The protocol-level cycle by which a language model uses external capabilities. Covers the four phases (declaration, request, execution, continuation), the message-history state model that ties them together, the structural differences between vendor protocols (Anthropic tool-use, OpenAI function-calling, Model Context Protocol, Gemini function calling), parallel tool calls, streaming tool calls, the runtime's role as orchestrator, error encoding inside the cycle, and the boundary between model-side intent and runtime-side execution.

## Philosophy

A tool-call flow is the smallest unit of agentic capability.

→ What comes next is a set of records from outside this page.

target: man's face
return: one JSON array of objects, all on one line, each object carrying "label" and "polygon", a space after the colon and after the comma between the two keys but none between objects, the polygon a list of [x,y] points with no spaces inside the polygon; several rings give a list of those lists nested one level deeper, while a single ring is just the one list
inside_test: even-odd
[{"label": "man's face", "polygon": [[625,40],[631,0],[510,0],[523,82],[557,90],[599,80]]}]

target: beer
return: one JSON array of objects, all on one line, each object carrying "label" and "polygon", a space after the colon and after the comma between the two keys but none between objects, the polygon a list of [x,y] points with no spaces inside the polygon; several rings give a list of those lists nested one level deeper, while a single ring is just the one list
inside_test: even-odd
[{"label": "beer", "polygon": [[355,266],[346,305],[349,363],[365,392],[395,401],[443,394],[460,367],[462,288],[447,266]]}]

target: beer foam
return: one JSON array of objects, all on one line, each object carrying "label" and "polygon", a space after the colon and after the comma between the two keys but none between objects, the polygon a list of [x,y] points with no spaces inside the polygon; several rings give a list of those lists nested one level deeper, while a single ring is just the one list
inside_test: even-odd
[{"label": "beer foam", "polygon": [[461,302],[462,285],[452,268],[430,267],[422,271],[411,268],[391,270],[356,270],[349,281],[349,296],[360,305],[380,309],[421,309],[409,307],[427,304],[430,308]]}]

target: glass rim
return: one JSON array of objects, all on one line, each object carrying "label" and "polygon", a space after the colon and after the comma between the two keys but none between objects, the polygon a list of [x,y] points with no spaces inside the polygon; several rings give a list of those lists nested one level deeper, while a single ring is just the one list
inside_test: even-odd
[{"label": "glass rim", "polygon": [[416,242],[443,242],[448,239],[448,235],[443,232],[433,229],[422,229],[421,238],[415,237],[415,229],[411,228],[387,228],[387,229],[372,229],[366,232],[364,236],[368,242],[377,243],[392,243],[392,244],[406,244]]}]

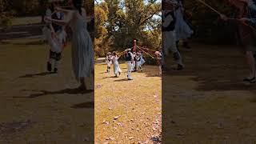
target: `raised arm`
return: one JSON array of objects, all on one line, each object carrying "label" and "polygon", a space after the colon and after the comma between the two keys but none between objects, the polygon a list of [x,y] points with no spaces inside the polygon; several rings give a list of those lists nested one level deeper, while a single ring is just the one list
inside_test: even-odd
[{"label": "raised arm", "polygon": [[46,19],[57,25],[66,26],[66,25],[69,25],[69,23],[72,21],[73,18],[74,13],[70,13],[66,18],[65,18],[64,20],[52,19],[49,17],[46,18]]},{"label": "raised arm", "polygon": [[72,10],[66,10],[66,9],[62,9],[60,7],[56,7],[55,8],[56,11],[60,11],[60,12],[63,12],[64,14],[67,14],[67,13],[72,13]]}]

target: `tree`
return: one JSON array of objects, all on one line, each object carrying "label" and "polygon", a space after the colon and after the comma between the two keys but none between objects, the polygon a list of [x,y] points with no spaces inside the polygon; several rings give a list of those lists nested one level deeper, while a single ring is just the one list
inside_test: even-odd
[{"label": "tree", "polygon": [[[157,49],[161,43],[161,2],[143,0],[106,0],[99,4],[107,12],[104,27],[107,33],[102,44],[109,50],[123,50],[138,39],[138,45],[146,44]],[[98,25],[98,23],[95,23]]]}]

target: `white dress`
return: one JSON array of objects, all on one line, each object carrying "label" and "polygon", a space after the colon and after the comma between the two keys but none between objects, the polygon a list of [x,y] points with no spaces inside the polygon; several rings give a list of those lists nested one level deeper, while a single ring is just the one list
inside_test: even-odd
[{"label": "white dress", "polygon": [[[178,2],[178,4],[182,6],[181,1]],[[193,34],[193,30],[186,22],[183,18],[183,14],[182,12],[182,8],[179,7],[175,10],[176,23],[175,23],[175,32],[176,32],[176,40],[186,39]]]},{"label": "white dress", "polygon": [[113,56],[113,66],[114,66],[114,74],[118,74],[118,73],[121,73],[122,70],[119,66],[118,63],[118,58],[117,56]]},{"label": "white dress", "polygon": [[[174,21],[174,18],[170,15],[166,15],[170,12],[170,10],[162,10],[162,24],[163,27],[167,27],[170,23]],[[176,33],[175,30],[173,31],[163,31],[162,34],[162,41],[163,41],[163,50],[166,55],[169,54],[169,50],[171,50],[173,53],[176,53],[178,51],[176,46]]]},{"label": "white dress", "polygon": [[110,60],[109,60],[110,58],[109,56],[106,56],[106,66],[107,66],[108,67],[110,67],[111,65],[112,65],[112,61],[110,61]]},{"label": "white dress", "polygon": [[60,39],[52,35],[52,31],[47,26],[42,28],[42,34],[50,46],[50,50],[55,53],[62,52]]},{"label": "white dress", "polygon": [[94,70],[94,47],[87,31],[86,16],[74,13],[76,21],[70,22],[73,31],[72,38],[72,64],[75,78],[88,78]]}]

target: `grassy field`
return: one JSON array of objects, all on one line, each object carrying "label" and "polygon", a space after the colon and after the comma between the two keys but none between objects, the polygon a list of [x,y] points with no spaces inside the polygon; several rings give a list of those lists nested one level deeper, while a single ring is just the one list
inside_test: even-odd
[{"label": "grassy field", "polygon": [[248,68],[239,48],[194,44],[182,52],[186,69],[162,76],[164,142],[255,143],[256,85],[242,82]]},{"label": "grassy field", "polygon": [[76,90],[70,46],[58,74],[37,39],[0,43],[0,143],[92,143],[94,94]]},{"label": "grassy field", "polygon": [[95,65],[95,143],[152,143],[162,131],[162,82],[155,66],[113,78],[113,69]]}]

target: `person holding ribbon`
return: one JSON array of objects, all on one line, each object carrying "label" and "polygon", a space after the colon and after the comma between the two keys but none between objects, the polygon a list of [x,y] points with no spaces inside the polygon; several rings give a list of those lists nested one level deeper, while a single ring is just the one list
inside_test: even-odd
[{"label": "person holding ribbon", "polygon": [[227,0],[226,2],[239,10],[238,18],[229,18],[224,14],[220,14],[220,17],[224,21],[232,20],[237,22],[240,44],[245,48],[246,58],[250,68],[249,76],[245,78],[243,82],[255,83],[256,69],[254,54],[256,52],[256,31],[252,26],[256,24],[255,2],[253,0]]}]

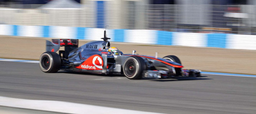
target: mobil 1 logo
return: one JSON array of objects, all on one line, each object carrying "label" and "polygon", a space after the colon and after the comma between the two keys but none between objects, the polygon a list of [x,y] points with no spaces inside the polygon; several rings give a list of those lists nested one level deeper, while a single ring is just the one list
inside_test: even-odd
[{"label": "mobil 1 logo", "polygon": [[86,48],[97,49],[98,45],[86,45]]}]

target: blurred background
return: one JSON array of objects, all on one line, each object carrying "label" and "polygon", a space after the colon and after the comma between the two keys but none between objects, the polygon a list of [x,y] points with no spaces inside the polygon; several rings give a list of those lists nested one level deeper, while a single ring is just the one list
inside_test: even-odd
[{"label": "blurred background", "polygon": [[0,24],[256,34],[254,0],[0,0]]}]

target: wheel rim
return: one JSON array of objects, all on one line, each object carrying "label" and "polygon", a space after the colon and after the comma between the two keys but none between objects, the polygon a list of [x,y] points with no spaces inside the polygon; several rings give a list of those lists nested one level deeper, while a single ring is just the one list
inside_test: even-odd
[{"label": "wheel rim", "polygon": [[47,69],[50,66],[50,59],[47,56],[44,56],[42,57],[41,64],[42,67],[45,69]]},{"label": "wheel rim", "polygon": [[133,77],[137,72],[136,64],[133,60],[128,60],[127,63],[125,67],[125,74],[128,77]]},{"label": "wheel rim", "polygon": [[53,63],[50,55],[47,53],[43,54],[40,58],[40,68],[44,71],[49,71]]}]

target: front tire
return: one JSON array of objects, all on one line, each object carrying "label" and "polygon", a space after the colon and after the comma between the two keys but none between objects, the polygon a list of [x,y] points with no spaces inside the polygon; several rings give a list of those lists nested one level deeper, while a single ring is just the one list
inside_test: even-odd
[{"label": "front tire", "polygon": [[172,62],[175,62],[176,63],[178,63],[181,65],[181,60],[179,59],[179,58],[178,58],[178,57],[177,57],[175,55],[167,55],[164,57],[163,59],[170,61],[171,61]]},{"label": "front tire", "polygon": [[137,56],[127,58],[123,66],[124,74],[130,79],[141,79],[143,71],[146,68],[144,60],[141,57]]},{"label": "front tire", "polygon": [[40,57],[39,66],[43,72],[46,73],[57,72],[61,68],[61,57],[57,53],[46,52]]}]

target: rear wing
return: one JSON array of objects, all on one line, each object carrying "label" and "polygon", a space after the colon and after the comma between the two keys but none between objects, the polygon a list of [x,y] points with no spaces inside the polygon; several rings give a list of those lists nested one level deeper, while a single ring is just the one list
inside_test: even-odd
[{"label": "rear wing", "polygon": [[46,51],[56,52],[61,46],[65,46],[65,51],[60,51],[63,57],[66,58],[69,52],[78,47],[78,39],[52,39],[52,41],[46,40]]}]

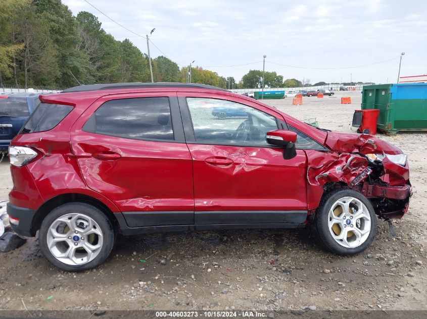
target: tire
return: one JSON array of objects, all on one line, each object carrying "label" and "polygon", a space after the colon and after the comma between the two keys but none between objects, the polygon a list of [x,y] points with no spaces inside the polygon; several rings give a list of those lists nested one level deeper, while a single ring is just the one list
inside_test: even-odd
[{"label": "tire", "polygon": [[[337,204],[339,201],[341,204]],[[341,204],[347,203],[349,210],[346,214],[344,206]],[[354,210],[350,212],[352,207],[355,210],[357,209],[356,213],[361,216],[360,219],[354,220],[352,216],[355,213]],[[358,226],[357,221],[360,221]],[[351,189],[335,190],[326,195],[320,202],[312,225],[313,234],[324,249],[343,256],[357,254],[369,247],[375,238],[376,227],[376,215],[370,202],[360,193]],[[343,239],[338,239],[340,236]]]},{"label": "tire", "polygon": [[225,112],[219,112],[218,113],[218,118],[219,119],[225,119],[227,118],[227,113]]},{"label": "tire", "polygon": [[108,218],[98,208],[83,203],[70,203],[55,208],[43,220],[39,231],[41,252],[54,266],[67,271],[82,271],[102,265],[113,249],[114,241],[114,230]]}]

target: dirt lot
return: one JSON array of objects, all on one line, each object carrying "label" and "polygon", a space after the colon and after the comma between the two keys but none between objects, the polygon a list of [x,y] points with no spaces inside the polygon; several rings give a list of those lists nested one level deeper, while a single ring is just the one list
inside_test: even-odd
[{"label": "dirt lot", "polygon": [[[342,105],[344,94],[304,98],[302,106],[292,99],[266,102],[350,132],[361,94],[345,93],[353,104]],[[51,266],[30,238],[0,254],[0,309],[23,310],[22,299],[30,310],[426,309],[427,134],[379,136],[408,154],[414,195],[408,214],[395,223],[397,236],[379,221],[373,244],[358,256],[320,250],[307,229],[154,234],[118,238],[103,266],[73,273]],[[0,199],[7,199],[7,163],[0,179]]]}]

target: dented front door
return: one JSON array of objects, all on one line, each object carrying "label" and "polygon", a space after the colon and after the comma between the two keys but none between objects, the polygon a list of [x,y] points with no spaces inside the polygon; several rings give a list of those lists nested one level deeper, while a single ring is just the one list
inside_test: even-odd
[{"label": "dented front door", "polygon": [[[238,98],[215,98],[199,94],[179,99],[180,108],[188,106],[194,135],[186,132],[193,161],[195,223],[303,222],[304,151],[285,160],[283,149],[266,143],[265,133],[277,129],[271,110],[253,108],[246,101],[242,105]],[[225,114],[218,116],[220,112]]]}]

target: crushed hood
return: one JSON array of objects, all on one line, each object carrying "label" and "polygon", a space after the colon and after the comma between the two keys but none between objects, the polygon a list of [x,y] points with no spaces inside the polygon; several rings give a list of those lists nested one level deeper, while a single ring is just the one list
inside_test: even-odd
[{"label": "crushed hood", "polygon": [[368,134],[329,132],[327,133],[325,145],[333,151],[339,152],[362,154],[402,153],[395,146]]}]

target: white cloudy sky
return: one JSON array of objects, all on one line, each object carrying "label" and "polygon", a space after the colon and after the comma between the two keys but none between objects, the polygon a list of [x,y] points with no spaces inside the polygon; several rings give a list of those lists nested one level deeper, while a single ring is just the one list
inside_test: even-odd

Strip away orchestration patterns, multi-agent coordination, evaluation harnesses — what remains is a single language model alternating turns with a runtime that executes capabilities on its behalf. Understanding this cycle precisely is the foundation for understanding everything that builds on it.

The cycle's defining property is the separation of planning from execution. The model produces structured intent; the runtime carries it out. This separation is not a workaround for current model capabilities; it is a deliberate design choice that makes the system auditable, composable, and recoverable. A system that fuses the two — by letting the model execute code directly, or by letting the runtime make decisions — gains expressiveness and loses every benefit the separation provides.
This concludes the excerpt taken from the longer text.